Do not adjust your smartphone: there isn’t really a cartoon lion in front of you, it’s just an impressive augmented reality trick developed using new tools from Google. The search company has long attempted to popularize AR on smartphones. But on Tuesday, the company revealed its latest tactic: a set of software tools called ARCore that it hopes developers will use to make AR apps for Android phones.

In a blog post, Dave Burke, vice president of Android Engineering, writes that ARCore can do things like track a phone’s location and the direction in which it’s facing by using its camera and sensors (helpful for keeping virtual objects in the same spot), figure out where there are horizontal surfaces (upon which an app may want to place, say, a virtual cup of coffee), and pay attention to real-world light to help developers figure out the most realistic ways to display their virtual objects.

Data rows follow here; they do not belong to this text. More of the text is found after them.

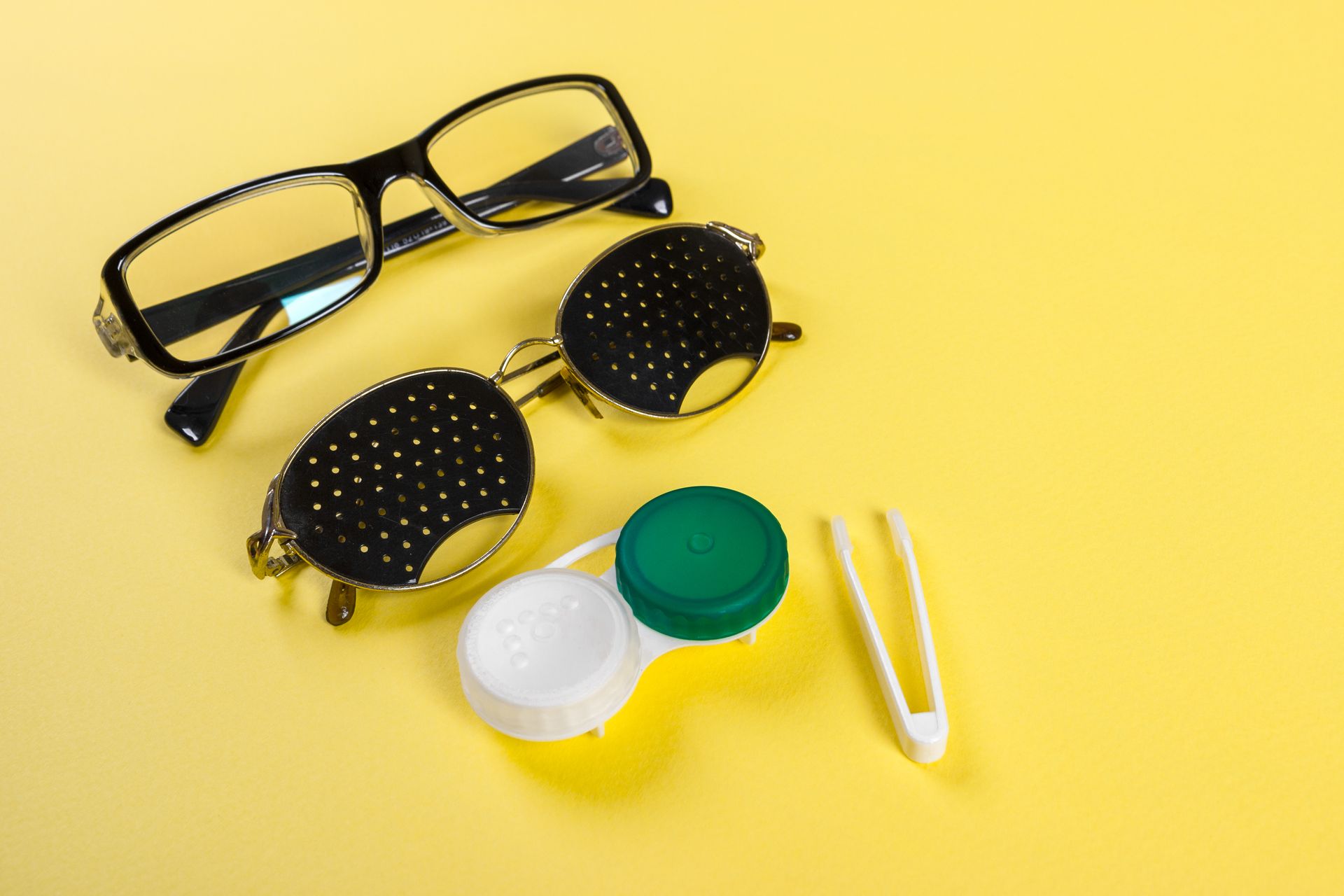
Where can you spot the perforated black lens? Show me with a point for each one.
(387, 477)
(662, 314)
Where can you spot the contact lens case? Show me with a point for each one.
(556, 652)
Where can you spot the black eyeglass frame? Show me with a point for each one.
(368, 179)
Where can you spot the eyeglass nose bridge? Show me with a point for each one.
(561, 378)
(374, 175)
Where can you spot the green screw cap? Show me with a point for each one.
(702, 564)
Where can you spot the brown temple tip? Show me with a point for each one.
(340, 603)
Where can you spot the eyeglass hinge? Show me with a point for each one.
(750, 244)
(260, 542)
(112, 333)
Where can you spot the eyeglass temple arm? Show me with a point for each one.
(195, 412)
(200, 406)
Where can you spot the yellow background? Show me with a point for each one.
(1070, 279)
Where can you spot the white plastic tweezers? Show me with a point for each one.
(923, 735)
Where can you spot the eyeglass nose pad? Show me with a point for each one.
(581, 393)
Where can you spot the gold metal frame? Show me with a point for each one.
(340, 603)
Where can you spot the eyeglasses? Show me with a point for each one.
(251, 266)
(670, 323)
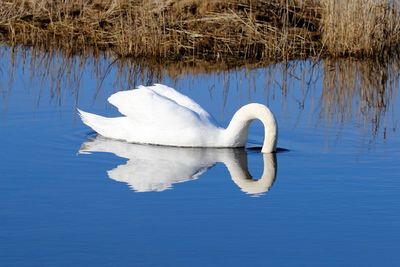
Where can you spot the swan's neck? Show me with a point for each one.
(239, 125)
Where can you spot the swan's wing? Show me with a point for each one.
(149, 109)
(179, 98)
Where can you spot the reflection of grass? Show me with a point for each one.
(366, 90)
(215, 30)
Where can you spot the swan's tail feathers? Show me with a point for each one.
(107, 127)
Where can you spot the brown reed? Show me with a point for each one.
(219, 30)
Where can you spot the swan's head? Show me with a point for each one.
(238, 127)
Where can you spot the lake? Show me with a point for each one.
(330, 197)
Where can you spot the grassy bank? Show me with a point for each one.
(225, 30)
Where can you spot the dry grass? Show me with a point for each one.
(365, 92)
(219, 30)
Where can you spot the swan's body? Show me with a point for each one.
(160, 115)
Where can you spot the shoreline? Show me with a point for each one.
(212, 31)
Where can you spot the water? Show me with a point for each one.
(333, 200)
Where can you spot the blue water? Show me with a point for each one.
(334, 201)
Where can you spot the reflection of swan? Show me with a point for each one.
(156, 168)
(160, 115)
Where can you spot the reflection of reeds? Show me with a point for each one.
(362, 90)
(220, 30)
(365, 89)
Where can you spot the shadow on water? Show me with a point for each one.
(157, 168)
(337, 91)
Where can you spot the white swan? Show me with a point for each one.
(157, 168)
(160, 115)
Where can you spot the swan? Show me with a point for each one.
(160, 115)
(157, 168)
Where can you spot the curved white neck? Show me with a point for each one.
(239, 125)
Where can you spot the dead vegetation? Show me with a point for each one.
(219, 30)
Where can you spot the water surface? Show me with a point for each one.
(332, 199)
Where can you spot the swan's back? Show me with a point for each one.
(160, 108)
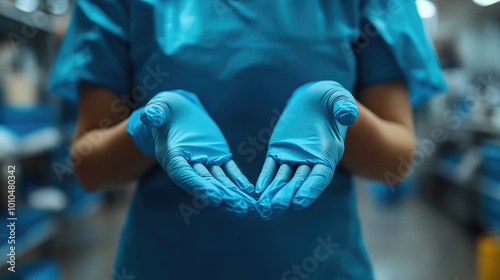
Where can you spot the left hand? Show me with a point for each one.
(305, 147)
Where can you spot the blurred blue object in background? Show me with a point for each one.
(386, 194)
(45, 269)
(489, 202)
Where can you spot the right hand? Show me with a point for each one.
(176, 129)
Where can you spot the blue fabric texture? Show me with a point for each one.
(243, 60)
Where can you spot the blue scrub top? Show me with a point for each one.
(243, 59)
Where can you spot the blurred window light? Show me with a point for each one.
(426, 9)
(27, 5)
(485, 2)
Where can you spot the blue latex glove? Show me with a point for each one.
(305, 147)
(175, 128)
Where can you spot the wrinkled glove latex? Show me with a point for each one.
(175, 128)
(305, 147)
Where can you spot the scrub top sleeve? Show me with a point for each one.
(94, 50)
(395, 46)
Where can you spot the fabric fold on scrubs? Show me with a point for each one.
(394, 46)
(97, 33)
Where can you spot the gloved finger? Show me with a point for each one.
(282, 200)
(285, 173)
(230, 200)
(234, 173)
(319, 178)
(155, 113)
(184, 176)
(266, 175)
(228, 185)
(345, 110)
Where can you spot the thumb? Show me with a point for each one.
(155, 113)
(345, 110)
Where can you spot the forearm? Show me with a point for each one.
(107, 157)
(374, 146)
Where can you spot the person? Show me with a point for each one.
(224, 109)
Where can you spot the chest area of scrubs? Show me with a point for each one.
(228, 48)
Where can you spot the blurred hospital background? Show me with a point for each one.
(441, 223)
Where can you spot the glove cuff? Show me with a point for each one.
(141, 134)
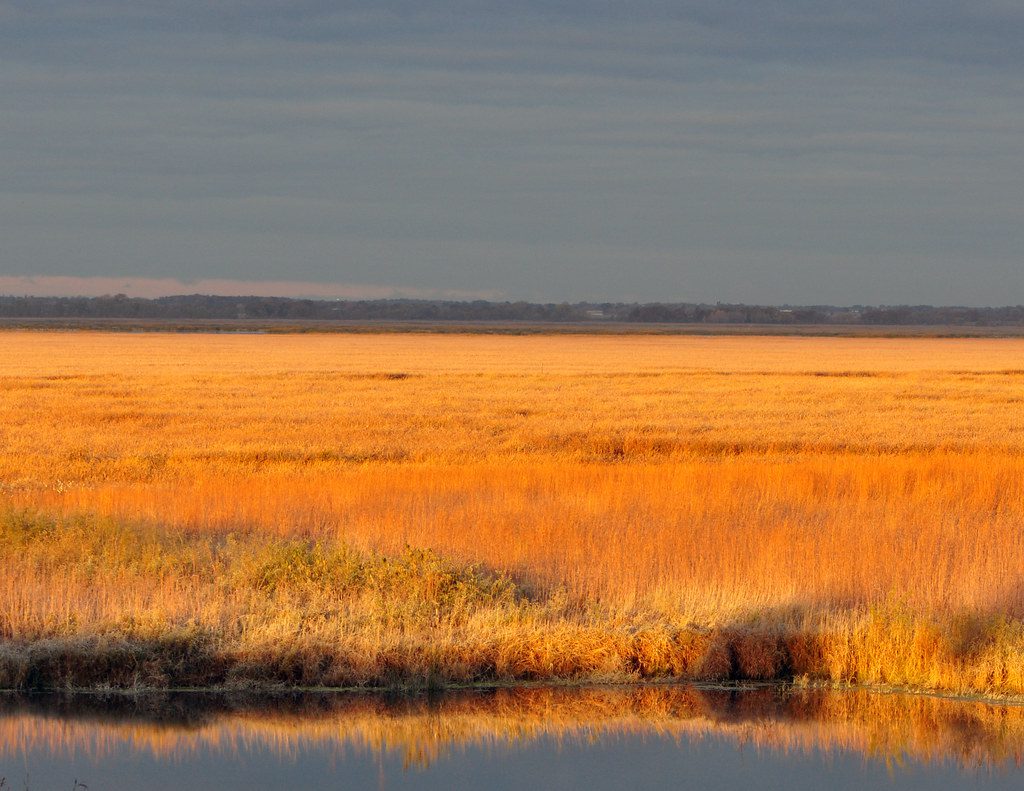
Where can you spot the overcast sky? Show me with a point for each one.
(760, 151)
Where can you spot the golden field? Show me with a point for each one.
(237, 509)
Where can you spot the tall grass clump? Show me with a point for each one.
(286, 510)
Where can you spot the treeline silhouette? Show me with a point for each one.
(255, 307)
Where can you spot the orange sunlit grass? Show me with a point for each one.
(857, 504)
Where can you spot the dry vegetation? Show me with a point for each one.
(185, 510)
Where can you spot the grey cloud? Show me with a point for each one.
(784, 152)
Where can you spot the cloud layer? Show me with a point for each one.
(791, 152)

An early version of ARCore is being released Tuesday, and in his post Burke says it will initially work with the company’s Pixel smartphone and Samsung’s Galaxy S8 handset, as long as they’re running the Nougat version of Android, or newer. (He writes that this would make ARCore capable of running on “millions” of devices off the bat, but really that’s just a small percentage of the more than two billion devices out there using Android.)

Google’s ARCore follows similar work by Apple and Facebook, which both released developer tools earlier this year to try to make AR more popular among their users.

There have been smartphone augmented reality apps available for Android and iOS for years, but none of them work all that well or look that good: virtual images tend to float awkwardly in space, rather than fitting in with real-world surroundings, and the software doesn’t cope well with things like changing lighting conditions. Even Pokémon Go, a smash hit when it was released in the summer of 2016, doesn’t do a great job of mixing virtual creatures with reality as you see it through your smartphone screen.

However, a handful of short videos and GIFs that Google made available to show off ARCore in action look impressive. In one clip, a life-size, solid-looking cartoon lion stands in a lobby, facing a real dog, with appropriate-looking shadows on the tile floor moving as the lion shifts. In another, a life-size scarecrow stands on a sidewalk in front of a very real taco truck, pondering the menu, fitting in quite well with the people standing behind him.

Burke writes that ARCore takes advantage of mobile augmented-reality technologies that were developed through building Tango. That is a technology that Google first showed off in 2014, which uses a combination of sensors and computer vision to help phones figure out precisely where they are in 3-D space, even in the absence of GPS. But Tango-capable devices require fancy hardware, like a depth sensor, and there are few phones out there that support it, so it hasn’t become widely used.

ARCore is meant to work without such hardware additions, which means it could be added to apps that a lot more people will be able to use in the near future. Burke says the goal is to have ARCore working on 100 million devices at the end of the developer preview, which Google anticipates will be sometime this winter.